Lo único que perturba este gran silencio es el canto de los ángeles en las laderas de Belén, entonando su himno gozoso al Príncipe de la Paz. Sin embargo, uno imagina que cuando los pastores encuentran el humilde establo por indicación de los ángeles, entran silenciosamente, para no despertar al bebé dormido. Si hablan, es en susurros.

En “El poder del silencio”, el cardenal Sarah escribe:

 El silencio de Dios es una quemadura resplandeciente para el hombre que se le acerca. A través de este divino silencio, el hombre se aleja un poco de este mundo. Está separado de la tierra y de sí mismo. El silencio nos impulsa hacia una tierra desconocida que es Dios. Y esta tierra se convierte en nuestra verdadera patria. A través del silencio, regresamos a nuestro origen celestial, donde no hay más que calma, paz, reposo, contemplación silenciosa y adoración del rostro radiante de Dios.

Es un gran error pensar que debemos esperar a que cambie alguna circunstancia externa para experimentar este don de la paz. Cristo nos ofrece hoy su paz. “La paz les dejo; mi paz les doy. Yo no les doy como el mundo les da. No dejen que se turbe su corazón ni tengan miedo”. (Juan 14:27) Este es el mensaje de la venida de Cristo en el silencio de la noche en Belén.
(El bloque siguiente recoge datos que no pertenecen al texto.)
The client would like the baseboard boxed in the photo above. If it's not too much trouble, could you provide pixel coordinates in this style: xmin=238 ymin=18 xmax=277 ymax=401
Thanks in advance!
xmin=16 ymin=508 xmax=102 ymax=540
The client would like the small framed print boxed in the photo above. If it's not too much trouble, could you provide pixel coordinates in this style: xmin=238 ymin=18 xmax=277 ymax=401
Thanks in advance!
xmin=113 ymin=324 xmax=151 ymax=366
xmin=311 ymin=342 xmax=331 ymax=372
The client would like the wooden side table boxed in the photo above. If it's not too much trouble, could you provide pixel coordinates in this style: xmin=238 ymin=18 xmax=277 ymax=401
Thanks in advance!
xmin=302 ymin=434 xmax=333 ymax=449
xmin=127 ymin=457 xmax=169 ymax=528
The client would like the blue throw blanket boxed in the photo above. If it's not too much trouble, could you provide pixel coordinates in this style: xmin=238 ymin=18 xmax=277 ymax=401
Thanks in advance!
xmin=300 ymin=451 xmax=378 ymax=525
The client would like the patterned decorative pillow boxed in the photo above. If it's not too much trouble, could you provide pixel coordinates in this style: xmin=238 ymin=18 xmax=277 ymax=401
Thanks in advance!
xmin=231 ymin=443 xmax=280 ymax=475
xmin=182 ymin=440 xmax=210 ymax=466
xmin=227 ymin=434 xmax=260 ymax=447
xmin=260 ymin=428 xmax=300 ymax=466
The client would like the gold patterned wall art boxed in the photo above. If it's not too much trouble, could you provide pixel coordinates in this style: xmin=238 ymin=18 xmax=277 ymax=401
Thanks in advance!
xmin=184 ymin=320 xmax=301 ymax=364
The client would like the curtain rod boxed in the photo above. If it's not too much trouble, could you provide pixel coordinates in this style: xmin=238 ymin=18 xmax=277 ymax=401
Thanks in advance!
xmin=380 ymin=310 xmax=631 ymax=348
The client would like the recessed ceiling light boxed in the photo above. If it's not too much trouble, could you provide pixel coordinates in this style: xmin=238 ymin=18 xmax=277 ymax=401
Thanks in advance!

En la noche de la Natividad de Cristo, el mundo se turbó de muchas maneras. Y, sin embargo, había llegado el Príncipe de la Paz, ofreciendo el regalo de la paz a quienes la aceptaran. Depende de nosotros aprender a aceptar este regalo de paz de la mano de Cristo. Como sugiere el Cardenal Sarah, debemos aprender a alejarnos del ruido y el caos del mundo. Debemos refugiarnos en el silencio del establo, "donde no hay más que calma, paz, reposo, contemplación silenciosa y adoración del rostro radiante de Dios".

Esta Navidad, debemos tomarnos un tiempo para apartarnos de la multitud, de las fiestas, de los regalos, de la comida y de las celebraciones, para pasar tiempo en oración tranquila. Cristo nos espera. Nació para esto. Para entregarse a nosotros. Recibámoslo en los establos interiores de nuestro corazón y descansemos en su paz.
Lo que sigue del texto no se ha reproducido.